Bone density measurement and definition of osteoporosis
Since 2005, NHANES has performed dual-energy X-ray absorptiometry (DXA) scans of the proximal femur for eligible survey participants aged 8 and older at the MEC [16]. Pregnant women were excluded from DXA examinations. DXA scans were performed using a Hologic QDR-4500A fan-beam densitometer (Hologic, Inc., Bedford, Massachusetts). The radiation exposure from femoral DXA scans is extremely low, less than 20 microsieverts.

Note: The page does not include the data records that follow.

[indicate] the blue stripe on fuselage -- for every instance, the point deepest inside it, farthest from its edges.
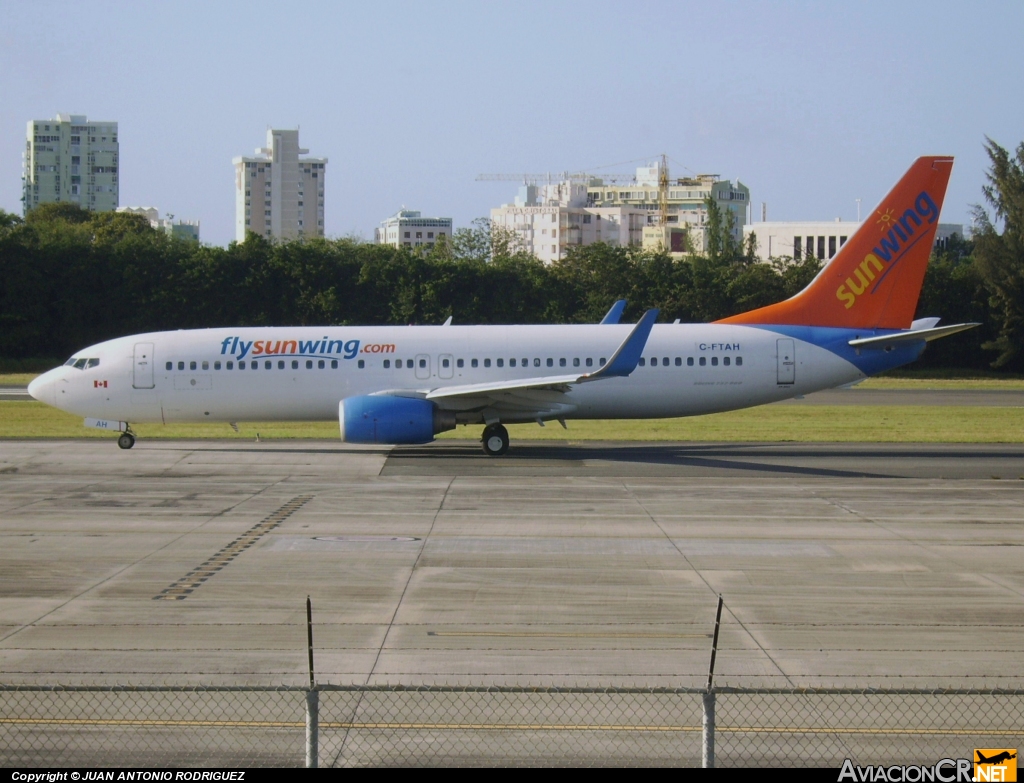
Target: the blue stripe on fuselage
(868, 360)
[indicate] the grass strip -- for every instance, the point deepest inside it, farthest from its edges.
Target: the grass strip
(854, 424)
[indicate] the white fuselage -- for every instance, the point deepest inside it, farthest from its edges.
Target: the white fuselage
(301, 374)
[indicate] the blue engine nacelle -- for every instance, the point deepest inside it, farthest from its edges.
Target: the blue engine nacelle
(383, 419)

According to the World Health Organization (WHO) criteria, T-scores are calculated by comparing an individual’s bone mineral density (BMD) with the average BMD of healthy young adults [17]. This method plays a significant role in the diagnosis of osteoporosis. In this study, T-scores ≤ −2.5 were defined as osteoporosis, while T-scores between −1.0 and −2.5 were classified as non-osteoporotic [17].
Determination of death data
NHANES mortality and follow-up data are obtained by matching with the National Death Index (NDI), a resource that helps researchers determine if study participants have died [18]. NDI also provides selected mortality information for participants’ deaths, including death dates and causes, as well as International Classification of Diseases (ICD-10) codes [19]. In this study, mortality status was updated through April 28, 2022.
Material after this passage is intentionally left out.